Let's represent the width of the rectangle as "w" and the length as "l".
According to the problem, the length of the rectangle is 2 more than twice its width. So we can write this as:
l = 2w + 2
The area of a rectangle is given by the formula: Area = length * width.
We are given that the area of the rectangle is 24 sq. m. So we can write this as:
24 = l * w
Now, substitute the value of l from the first equation into the second equation:
24 = (2w + 2) * w
Expanding this equation:
24 = 2w^2 + 2w
Rearranging the equation to make it a quadratic equation in standard form:
2w^2 + 2w - 24 = 0
To solve this quadratic equation, we can use factoring, completing the square, or the quadratic formula. In this case, let's use factoring.
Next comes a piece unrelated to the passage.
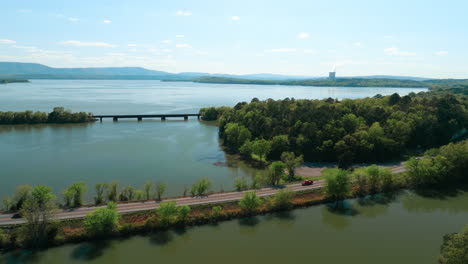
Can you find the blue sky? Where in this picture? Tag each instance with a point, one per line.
(417, 38)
Factoring out a common factor of 2:
2(w^2 + w - 12) = 0
Now we have a quadratic equation that can be factored:
(w + 4)(w - 3) = 0
Setting each factor equal to zero:
w + 4 = 0 or w - 3 = 0
Solving these equations for w:
w = -4 or w = 3
Since the width of a rectangle cannot be negative, we take w = 3.
Now substitute the value of w back into the first equation to find the length:
l = 2w + 2
l = 2*3 + 2
l = 6 + 2
l = 8
Therefore, the dimensions of the rectangle are width = 3 meters and length = 8 meters.